L’intimé expose que le juge de première instance n’a pas statué sur sa demande tendant à la nullité du commandement de payer en l’état de l’irrecevabilité des demandes formées par la SEM Habitat 06 ; qu’il fait valoir, dans le cas où ses demandes seraient déclarées recevables en appel, que le décompte annexé au commandement de payer n’est pas clair dès lors que divers frais sont mélangés aux loyers et charges et qu’une ligne « loyer annexe sans tva » d’un montant de 0,10 euros y apparaît à plusieurs reprises sans aucune explication ; qu’en tout état de cause, il relève que le décompte arrêté au 14 janvier 2021 faisant état d’un solde débiteur de 3 931,12 euros mentionne des frais d’un montant de 867,71 euros qui ne sont pas dus ainsi que des provisions sur charges de 100,79 euros par mois qui

ne sont pas justifiées, soit une somme de 3 628,44 euros sur 36 mois ; qu’il relève qu’après déduction de ces deux sommes, son compte est en réalité créditeur de la somme de 565,03 euros.

A titre subsidiaire, il sollicite la suspension des effets de la clause résolutoire et les plus larges délais pour se reloger au regard de sa situation personnelle et financière, comme étant en situation de handicap, du fait qu’il perçoive depuis septembre 2020 les allocations pour le logement d’un montant de 222 euros par mois et des virements qu’il a effectués pour apurer sa dette, dont un d’un montant de 1 739 euros le 14 décembre 2020 ; qu’il fait observer que sa dette n’a cessé de diminuer depuis la procédure de première instance.

La clôture de l’instruction a été prononcée le 19 octobre 2021 et l’affaire appelée à l’audience du 2 novembre 2021.

MOTIFS DE LA DÉCISION

A titre liminaire, il importe de rappeler que les décisions de donner acte et de constat sont dépourvues de caractère juridictionnel et ne sont pas susceptibles de conférer un droit à la partie qui l’a requis et obtenu, raison pour laquelle la cour n’a pas à répondre aux demandes formées à ce titre par les parties.

En outre, le dispositif de l’arrêt doit être limité aux strictes prétentions formées par les parties, étant rappelé qu’il n’a pas vocation à contenir les moyens développés par les parties, peu important que ceux-ci figurent dans le dispositif de leurs conclusions.

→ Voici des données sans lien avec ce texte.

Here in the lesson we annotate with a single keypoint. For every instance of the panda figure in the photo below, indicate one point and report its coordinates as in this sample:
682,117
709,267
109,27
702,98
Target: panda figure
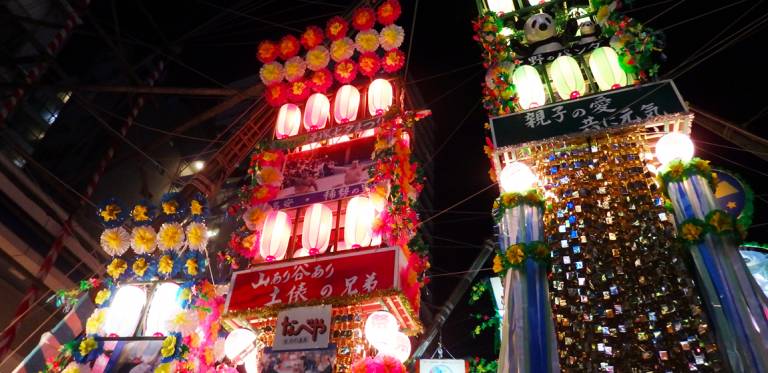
540,33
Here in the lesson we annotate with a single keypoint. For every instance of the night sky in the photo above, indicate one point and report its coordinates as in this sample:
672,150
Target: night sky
730,84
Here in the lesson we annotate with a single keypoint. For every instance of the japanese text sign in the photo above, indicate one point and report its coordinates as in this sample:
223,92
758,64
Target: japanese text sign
614,108
303,328
350,273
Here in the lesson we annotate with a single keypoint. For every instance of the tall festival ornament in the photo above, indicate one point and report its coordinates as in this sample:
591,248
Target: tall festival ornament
275,235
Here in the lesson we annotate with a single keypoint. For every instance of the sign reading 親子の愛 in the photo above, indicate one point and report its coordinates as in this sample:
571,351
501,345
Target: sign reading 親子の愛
609,109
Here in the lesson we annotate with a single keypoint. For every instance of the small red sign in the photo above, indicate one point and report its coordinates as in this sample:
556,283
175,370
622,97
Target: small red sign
345,274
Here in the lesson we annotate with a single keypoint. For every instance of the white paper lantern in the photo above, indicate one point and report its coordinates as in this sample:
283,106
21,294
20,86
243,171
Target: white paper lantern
316,112
288,121
275,235
379,96
346,104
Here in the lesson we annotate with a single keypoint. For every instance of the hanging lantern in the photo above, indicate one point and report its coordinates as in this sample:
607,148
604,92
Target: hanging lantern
379,96
316,112
567,78
316,232
358,223
346,103
530,90
604,63
275,235
288,121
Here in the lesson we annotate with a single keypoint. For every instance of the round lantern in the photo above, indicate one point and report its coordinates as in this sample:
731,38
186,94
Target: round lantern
566,77
288,121
530,90
316,112
379,96
275,235
316,232
358,224
604,63
346,103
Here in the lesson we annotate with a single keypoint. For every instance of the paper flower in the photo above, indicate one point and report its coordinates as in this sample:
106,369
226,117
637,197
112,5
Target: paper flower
289,47
170,237
391,37
295,68
318,58
276,94
393,60
143,239
115,241
363,18
298,91
388,12
271,73
267,51
320,81
367,41
369,64
342,49
312,37
345,71
197,236
336,28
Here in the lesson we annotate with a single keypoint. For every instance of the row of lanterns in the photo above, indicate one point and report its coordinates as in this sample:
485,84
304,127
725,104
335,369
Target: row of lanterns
567,79
345,108
316,231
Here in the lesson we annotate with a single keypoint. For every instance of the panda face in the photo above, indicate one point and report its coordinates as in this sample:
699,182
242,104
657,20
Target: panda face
539,27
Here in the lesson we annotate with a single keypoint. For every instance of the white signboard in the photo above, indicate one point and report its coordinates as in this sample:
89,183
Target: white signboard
303,328
442,366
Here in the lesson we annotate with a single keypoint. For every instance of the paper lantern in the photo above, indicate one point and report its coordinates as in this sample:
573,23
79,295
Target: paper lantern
288,121
379,96
358,223
316,232
530,90
275,235
125,311
162,308
566,77
316,112
346,103
604,64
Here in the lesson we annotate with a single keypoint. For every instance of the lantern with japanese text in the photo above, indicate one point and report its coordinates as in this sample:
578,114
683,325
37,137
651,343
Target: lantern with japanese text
288,121
379,96
604,64
530,90
346,103
316,112
316,232
567,78
275,235
358,223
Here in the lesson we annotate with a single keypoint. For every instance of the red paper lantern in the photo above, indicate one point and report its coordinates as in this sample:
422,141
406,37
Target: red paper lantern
346,104
316,112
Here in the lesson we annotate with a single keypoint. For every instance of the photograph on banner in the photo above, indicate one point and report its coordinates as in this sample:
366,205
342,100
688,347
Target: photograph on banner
329,167
304,361
135,357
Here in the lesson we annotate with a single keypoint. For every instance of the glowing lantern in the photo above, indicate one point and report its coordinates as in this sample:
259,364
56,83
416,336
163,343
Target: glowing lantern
567,78
316,112
358,224
530,90
275,235
317,228
604,63
346,103
288,121
379,96
163,306
125,311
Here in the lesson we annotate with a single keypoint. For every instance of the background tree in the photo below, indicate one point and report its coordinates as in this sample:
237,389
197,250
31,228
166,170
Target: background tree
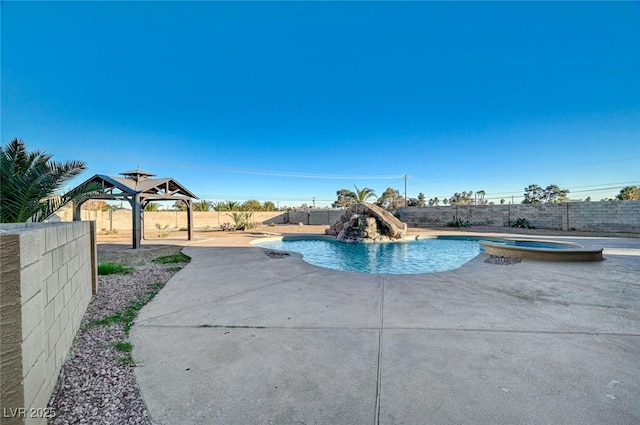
346,197
421,200
268,206
152,206
179,206
30,184
390,199
480,194
363,194
534,194
252,205
556,195
202,205
629,193
462,198
96,206
232,206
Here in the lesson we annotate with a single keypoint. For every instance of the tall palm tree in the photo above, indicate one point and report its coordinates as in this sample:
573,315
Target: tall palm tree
31,181
363,194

Sur l’irrecevabilité des demandes en constatation de la résiliation du bail, en expulsion de la SEM Habitat 06 et en condamnation, à titre provisionnel, d’une indemnité d’occupation

Il résulte des termes du II de l’article 24 de la loi n° 89-462 du 6 juillet 1989 que les bailleurs personnes morales autres qu’une SCI familiale ne peuvent faire délivrer, sous peine d’irrecevabilité de la demande, une assignation aux fins de constat de résiliation du bail avant l’expiration d’un délai de deux mois suivant la saisine de la commission de coordination des actions de prévention des expulsions locatives (CCAPEX) prévue à l’article 7-2 de la loi du 31 mai 1990.

En l’espèce, la SEM Habitat 06 verse aux débats un mail qu’elle a adressé à la CCAPEX le 16 février 2019 ainsi qu’un mail de cette commission en date du 9 avril 2019 aux termes duquel elle indique avoir bien été saisie de la situation d’impayé de loyers de M. X.

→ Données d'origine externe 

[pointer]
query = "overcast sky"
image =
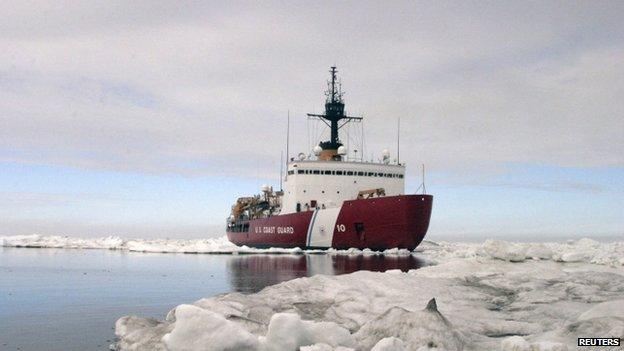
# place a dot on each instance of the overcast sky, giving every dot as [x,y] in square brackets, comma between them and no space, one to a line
[148,118]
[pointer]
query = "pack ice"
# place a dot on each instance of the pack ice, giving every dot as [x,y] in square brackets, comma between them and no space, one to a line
[491,296]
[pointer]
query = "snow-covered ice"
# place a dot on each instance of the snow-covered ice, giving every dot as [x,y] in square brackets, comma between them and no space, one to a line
[491,296]
[495,295]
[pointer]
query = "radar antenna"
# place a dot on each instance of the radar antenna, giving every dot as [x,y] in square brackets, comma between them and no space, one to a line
[334,117]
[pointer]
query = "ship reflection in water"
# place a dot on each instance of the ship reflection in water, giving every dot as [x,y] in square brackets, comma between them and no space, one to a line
[252,273]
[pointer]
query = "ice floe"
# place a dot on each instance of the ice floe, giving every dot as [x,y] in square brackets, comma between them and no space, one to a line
[583,250]
[481,303]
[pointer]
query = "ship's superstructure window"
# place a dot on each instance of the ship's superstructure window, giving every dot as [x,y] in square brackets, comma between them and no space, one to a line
[346,173]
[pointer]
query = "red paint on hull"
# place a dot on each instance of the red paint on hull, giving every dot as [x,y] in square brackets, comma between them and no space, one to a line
[257,236]
[386,222]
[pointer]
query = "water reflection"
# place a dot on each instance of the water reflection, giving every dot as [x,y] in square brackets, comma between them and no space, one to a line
[252,273]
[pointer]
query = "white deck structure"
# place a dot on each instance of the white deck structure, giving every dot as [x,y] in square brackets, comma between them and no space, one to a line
[312,184]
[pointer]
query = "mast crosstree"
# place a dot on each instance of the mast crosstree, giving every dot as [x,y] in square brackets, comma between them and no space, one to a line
[334,116]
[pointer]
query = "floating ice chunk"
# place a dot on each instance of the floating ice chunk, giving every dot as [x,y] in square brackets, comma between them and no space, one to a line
[505,251]
[389,344]
[613,308]
[146,332]
[288,332]
[539,251]
[548,346]
[515,343]
[427,328]
[199,329]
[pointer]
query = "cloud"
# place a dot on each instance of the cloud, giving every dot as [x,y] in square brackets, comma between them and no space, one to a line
[196,88]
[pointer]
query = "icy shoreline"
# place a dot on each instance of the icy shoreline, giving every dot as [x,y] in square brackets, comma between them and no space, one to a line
[582,250]
[494,295]
[483,303]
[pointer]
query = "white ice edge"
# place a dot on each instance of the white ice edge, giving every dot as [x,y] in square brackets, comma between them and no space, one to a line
[582,250]
[482,304]
[494,295]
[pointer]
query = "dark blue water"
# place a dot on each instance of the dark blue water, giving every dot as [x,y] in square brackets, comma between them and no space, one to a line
[55,299]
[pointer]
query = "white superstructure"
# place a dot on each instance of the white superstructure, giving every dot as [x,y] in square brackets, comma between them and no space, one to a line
[312,184]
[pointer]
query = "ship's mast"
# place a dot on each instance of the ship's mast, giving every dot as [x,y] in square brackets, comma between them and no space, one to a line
[334,114]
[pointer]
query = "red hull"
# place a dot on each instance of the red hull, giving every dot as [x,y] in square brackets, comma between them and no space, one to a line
[379,223]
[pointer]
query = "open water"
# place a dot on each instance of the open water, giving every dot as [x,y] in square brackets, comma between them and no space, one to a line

En l’état de ces éléments, le juge de première instance a déclaré les demandes de la SEM Habitat 06, aux fins notamment de constatation de la résiliation du bail et d’expulsion, irrecevables au motif que l’assignation en date du 16 mai 2019 a été délivrée moins de deux mois suivant le mail de la CCAPEX du 9 avril 2019.

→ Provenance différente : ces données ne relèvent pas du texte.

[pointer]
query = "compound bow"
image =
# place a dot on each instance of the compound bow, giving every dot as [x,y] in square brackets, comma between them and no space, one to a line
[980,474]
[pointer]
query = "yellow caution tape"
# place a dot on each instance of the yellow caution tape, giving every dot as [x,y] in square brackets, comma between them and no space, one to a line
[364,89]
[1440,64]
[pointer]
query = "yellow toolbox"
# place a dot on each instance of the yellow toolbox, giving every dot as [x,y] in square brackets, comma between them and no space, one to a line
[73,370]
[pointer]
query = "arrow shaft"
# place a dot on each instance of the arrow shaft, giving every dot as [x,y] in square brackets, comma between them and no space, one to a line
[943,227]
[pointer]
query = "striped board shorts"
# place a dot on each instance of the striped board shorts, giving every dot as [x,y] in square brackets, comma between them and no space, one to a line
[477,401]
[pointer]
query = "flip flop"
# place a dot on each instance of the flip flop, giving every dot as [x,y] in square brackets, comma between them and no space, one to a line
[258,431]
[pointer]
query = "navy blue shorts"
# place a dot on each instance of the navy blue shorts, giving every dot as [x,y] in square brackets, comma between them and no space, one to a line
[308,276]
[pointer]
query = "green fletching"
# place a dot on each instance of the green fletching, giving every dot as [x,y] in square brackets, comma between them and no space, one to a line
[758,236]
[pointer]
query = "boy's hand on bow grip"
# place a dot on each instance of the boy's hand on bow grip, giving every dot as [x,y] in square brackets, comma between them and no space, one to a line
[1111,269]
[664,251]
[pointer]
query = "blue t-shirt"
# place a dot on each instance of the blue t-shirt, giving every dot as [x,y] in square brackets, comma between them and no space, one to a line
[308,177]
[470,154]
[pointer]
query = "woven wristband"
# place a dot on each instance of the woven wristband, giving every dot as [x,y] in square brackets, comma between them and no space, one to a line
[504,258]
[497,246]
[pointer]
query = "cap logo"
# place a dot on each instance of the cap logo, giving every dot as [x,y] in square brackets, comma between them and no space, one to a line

Or, devant la cour, la SEM Habitat 06 verse aux débats un mail de la CCAPEX en date du 12 novembre 2020 aux termes duquel elle accuse réception le 16 février 2018 de la saisine de la SEM Habitat 06 au nom de M. X datant du 13 février 2018.

Dans ces conditions, il y a lieu d’infirmer l’ordonnance entreprise en ce qu’elle a déclaré irrecevables les demandes formées par la SEM Habitat 06 à l’encontre de M. X en constatation de la résiliation du bail, en expulsion et en condamnation à une indemnité d’occupation.

La fin de non-recevoir soulevée par M. X tirée d’un assignation délivrée moins de deux mois après la saisine de la CCAPEX sera donc rejetée.

Sur l’exception de nullité du commandement de payer

Il résulte de l’article 24 de la loi du 6 juillet 1989 applicable en l’espèce que le commandement de payer contient, à peinte de nullité:

• la mention que le locataire dispose d’un délai de deux mois pour payer sa dette ;

• le montant mensuel des loyers et charges ;

• le décompte de la dette ;

• l’avertissement qu’à défaut de paiement ou d’avoir sollicité des délais de paiement, le locataire s’expose à une procédure judiciaire de résiliation de son bail et d’expulsion ;

• la mention de la possibilité pour le locataire de saisir le fonds de solidarité pour le logement de son département, dont l’adresse est précisée, aux fins de solliciter une aide financière ;

• la mention de la possibilité pour le locataire de saisir, à tout moment, la juridiction compétence aux fins de demander un délai de grâce sur le fondement de l’article 1343-5 du code civile.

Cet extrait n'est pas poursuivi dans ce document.